We did a program recently with our sales organization and we said, “Hey we’re looking at some global programs for next year, one of which we wanted to do around cloud computing.” The feedback we actually got from sales was it’s not so much cloud computing as hybrid IT. “Help me go in to my customers and talk about how they can get the best of both worlds — how they can take advantage of cloud apps and platforms and a mixture of the Informatica platform can help keep it all unified and centralized and so forth.”

So one of the use cases we’ve seen is for a few years we were selling on the edge of the enterprise — we were selling to departments, underserved divisions, business groups who didn’t want to have to wait for it. There’s a lot of departmental IT groups who are IT, but not necessarily working with centralized IT, where Informatica is well established. So we’re seeing the pendulum swing back to these groups trying to deliver some element of self-service without pain.

For example, if you are an Informatica customer running the core PowerCenter platform, the core Informatica technology, one of the uses cases we’ve seen is around the ICC. So the Integration Competency Center saying, “Hey, there’s a lot of smaller lighter weight requirements in the departments and division.” They don’t necessarily need the full scope of Informatica or maybe the Informatica team is busy doing other things. So they might go and buy open source or some other less-governed or less-certified tools.

We have this concept of a hierarchy where you can have one central group managing permissions and then spin out a sub-Informatica Cloud instance to say a sales group or a different department. We’re starting to see this idea that you can give them the Informatica cloud service and, because it’s fully interoperable, if you build a job and you’re running them out in different groups, you can always bring those back into the centralized group or you can build more complex things with PowerCenter and deploy them out to the edges of Informatica cloud.

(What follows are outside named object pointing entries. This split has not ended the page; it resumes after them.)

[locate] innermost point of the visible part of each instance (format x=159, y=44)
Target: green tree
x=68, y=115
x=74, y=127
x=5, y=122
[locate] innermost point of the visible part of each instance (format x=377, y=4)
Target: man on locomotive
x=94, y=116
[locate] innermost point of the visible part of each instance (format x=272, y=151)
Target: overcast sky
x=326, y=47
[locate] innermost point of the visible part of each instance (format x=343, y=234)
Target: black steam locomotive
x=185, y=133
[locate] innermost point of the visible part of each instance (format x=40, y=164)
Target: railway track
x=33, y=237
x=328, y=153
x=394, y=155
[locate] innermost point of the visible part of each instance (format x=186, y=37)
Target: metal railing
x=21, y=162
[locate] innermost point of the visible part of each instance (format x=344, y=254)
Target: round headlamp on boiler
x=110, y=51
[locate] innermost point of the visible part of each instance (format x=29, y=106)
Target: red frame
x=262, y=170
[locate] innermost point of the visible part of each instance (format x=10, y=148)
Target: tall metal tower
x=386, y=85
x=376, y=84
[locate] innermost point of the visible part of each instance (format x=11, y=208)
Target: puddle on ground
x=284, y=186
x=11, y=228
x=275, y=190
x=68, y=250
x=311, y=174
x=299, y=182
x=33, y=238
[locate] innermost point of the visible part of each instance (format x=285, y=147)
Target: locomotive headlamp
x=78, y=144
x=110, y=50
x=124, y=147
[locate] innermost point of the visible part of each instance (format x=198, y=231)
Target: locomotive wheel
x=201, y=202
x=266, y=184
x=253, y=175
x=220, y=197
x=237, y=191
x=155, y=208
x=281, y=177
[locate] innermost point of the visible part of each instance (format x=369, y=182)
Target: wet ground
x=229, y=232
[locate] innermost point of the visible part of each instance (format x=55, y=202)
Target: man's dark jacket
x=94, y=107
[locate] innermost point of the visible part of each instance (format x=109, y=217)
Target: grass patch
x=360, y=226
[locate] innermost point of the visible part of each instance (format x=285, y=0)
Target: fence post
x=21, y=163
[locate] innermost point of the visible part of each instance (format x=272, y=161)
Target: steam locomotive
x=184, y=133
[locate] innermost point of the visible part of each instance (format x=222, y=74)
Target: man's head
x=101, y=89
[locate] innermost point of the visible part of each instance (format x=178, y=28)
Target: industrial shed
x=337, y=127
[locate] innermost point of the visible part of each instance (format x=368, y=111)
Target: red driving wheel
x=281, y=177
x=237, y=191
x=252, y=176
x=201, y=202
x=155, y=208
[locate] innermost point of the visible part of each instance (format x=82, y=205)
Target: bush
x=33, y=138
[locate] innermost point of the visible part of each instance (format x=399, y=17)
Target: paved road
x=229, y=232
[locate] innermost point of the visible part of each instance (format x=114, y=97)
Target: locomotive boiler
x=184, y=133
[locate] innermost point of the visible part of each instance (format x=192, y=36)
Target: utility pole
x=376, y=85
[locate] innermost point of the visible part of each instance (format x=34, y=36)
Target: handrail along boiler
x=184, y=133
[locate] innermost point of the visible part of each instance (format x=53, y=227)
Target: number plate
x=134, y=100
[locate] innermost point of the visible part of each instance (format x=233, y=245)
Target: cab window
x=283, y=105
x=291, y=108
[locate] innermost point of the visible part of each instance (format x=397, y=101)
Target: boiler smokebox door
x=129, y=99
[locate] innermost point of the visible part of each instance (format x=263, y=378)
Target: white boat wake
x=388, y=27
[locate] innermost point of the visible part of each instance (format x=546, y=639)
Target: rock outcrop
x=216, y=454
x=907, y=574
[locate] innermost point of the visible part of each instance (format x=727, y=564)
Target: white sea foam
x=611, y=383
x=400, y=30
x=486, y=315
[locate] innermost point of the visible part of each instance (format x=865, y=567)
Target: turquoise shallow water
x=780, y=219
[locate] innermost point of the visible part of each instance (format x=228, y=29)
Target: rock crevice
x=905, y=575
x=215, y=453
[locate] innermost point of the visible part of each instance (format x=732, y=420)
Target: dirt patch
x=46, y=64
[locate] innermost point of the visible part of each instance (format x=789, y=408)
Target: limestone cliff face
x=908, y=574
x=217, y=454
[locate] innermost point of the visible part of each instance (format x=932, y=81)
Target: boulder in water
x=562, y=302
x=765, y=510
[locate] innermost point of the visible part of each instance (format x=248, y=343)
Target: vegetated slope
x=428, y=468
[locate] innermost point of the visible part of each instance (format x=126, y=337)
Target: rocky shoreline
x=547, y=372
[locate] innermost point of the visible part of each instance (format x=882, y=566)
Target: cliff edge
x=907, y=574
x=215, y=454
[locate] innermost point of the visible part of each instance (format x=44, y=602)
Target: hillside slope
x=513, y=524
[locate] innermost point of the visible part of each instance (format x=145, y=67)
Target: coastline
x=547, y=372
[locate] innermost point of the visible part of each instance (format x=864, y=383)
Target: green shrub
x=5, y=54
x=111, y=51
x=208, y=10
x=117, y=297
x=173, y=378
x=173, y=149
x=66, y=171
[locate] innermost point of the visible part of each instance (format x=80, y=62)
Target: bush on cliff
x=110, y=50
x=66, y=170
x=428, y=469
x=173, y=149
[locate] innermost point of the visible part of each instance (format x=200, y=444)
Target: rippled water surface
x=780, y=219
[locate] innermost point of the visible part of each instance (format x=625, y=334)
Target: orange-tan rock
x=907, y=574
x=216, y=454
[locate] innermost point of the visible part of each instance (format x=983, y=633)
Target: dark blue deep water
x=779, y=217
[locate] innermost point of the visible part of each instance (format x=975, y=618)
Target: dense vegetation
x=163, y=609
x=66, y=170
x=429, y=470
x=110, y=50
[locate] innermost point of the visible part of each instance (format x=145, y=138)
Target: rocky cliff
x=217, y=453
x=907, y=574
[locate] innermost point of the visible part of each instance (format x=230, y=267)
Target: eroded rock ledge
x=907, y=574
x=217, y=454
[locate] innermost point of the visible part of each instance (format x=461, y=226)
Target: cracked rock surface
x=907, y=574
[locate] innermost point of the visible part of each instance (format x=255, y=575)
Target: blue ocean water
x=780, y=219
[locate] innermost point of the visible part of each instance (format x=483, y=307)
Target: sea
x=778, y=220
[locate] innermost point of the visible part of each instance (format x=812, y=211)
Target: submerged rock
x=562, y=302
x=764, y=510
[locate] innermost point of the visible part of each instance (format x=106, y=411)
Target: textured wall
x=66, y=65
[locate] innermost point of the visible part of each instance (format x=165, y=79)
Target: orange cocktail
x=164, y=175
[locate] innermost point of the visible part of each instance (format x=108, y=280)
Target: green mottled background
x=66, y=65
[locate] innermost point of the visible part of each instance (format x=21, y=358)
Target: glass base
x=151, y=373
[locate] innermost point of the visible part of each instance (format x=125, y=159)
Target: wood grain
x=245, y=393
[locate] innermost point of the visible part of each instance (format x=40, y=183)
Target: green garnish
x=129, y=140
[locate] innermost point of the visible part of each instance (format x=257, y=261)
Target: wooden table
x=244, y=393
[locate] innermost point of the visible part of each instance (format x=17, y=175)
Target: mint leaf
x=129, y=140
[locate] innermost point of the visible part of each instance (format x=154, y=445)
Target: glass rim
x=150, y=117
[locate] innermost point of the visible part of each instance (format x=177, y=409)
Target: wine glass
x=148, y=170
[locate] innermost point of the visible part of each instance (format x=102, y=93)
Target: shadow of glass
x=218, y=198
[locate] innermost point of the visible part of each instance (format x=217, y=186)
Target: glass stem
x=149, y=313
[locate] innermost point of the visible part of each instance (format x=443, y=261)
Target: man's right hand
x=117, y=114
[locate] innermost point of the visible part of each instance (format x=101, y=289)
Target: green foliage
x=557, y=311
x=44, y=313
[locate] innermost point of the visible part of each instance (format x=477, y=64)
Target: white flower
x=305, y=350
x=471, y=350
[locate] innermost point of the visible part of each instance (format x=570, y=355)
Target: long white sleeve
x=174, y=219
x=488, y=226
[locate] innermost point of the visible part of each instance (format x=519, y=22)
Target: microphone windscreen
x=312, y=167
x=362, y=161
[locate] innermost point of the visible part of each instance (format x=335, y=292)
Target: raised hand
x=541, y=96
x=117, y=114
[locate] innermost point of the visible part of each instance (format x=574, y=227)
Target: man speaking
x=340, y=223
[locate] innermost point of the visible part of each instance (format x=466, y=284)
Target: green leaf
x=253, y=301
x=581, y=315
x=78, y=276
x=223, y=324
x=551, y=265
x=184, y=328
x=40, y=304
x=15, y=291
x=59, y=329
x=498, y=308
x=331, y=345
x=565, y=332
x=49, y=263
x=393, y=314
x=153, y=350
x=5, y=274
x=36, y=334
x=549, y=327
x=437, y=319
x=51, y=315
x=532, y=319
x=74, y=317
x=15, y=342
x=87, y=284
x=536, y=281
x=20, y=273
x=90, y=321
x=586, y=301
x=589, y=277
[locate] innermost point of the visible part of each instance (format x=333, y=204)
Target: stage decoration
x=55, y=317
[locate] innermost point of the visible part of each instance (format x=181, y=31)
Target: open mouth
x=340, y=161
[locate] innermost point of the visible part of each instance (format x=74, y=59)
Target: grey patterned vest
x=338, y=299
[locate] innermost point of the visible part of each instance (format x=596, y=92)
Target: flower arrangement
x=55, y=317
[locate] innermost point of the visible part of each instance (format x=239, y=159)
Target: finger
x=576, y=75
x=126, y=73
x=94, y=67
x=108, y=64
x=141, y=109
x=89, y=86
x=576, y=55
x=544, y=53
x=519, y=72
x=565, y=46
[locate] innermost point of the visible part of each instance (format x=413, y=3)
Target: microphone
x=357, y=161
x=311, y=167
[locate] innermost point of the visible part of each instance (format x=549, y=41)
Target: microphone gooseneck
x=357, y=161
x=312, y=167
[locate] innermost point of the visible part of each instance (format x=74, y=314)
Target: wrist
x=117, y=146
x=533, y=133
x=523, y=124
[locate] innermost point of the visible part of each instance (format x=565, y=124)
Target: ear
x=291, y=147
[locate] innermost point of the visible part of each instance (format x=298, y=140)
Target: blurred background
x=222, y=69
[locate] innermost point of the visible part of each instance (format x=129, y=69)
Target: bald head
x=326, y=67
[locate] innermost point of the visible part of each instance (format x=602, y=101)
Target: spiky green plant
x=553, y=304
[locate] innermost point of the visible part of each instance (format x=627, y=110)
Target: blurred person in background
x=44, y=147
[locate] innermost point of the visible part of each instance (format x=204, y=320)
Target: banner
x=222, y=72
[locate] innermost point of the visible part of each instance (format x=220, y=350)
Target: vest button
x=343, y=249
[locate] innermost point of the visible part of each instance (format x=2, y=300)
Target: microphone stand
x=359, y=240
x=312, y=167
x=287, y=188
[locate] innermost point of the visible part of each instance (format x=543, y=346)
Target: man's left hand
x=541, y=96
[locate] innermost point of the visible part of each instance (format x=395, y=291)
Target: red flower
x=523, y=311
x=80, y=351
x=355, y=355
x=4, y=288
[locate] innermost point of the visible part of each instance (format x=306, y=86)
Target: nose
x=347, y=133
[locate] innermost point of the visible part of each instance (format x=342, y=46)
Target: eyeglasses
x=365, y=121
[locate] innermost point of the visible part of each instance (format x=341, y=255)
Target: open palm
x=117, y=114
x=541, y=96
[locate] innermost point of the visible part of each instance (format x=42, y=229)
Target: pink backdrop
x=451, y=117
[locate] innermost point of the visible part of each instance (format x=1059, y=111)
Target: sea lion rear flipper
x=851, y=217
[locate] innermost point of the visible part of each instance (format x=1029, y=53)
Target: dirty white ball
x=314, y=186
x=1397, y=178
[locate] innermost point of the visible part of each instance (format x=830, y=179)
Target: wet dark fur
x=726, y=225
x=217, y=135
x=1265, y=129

One other example is we’ve partnered with NetSuite and we’re starting to see SaaS vendors go down this route where NetSuite is talking about two-tier ERP. They’re not going to try to take SAP head on. They’re going to say, “SAP is going to be your system of record, the mother ship if you will, but you probably don’t want to buy a whole bunch more of R3, so why not use NetSuite in the divisions or the satellites or different departments of your company and then use Informatica to sync up with SAP.”

We’re starting to see the same idea with integration. It’s kind of a two-tier integration where they’re using Informatica’s core platform for the heavy lifting, and then they can deploy out to Informatica cloud for some other use cases that may be lighter weight or may be app-to-app, point-to-point-style of integration.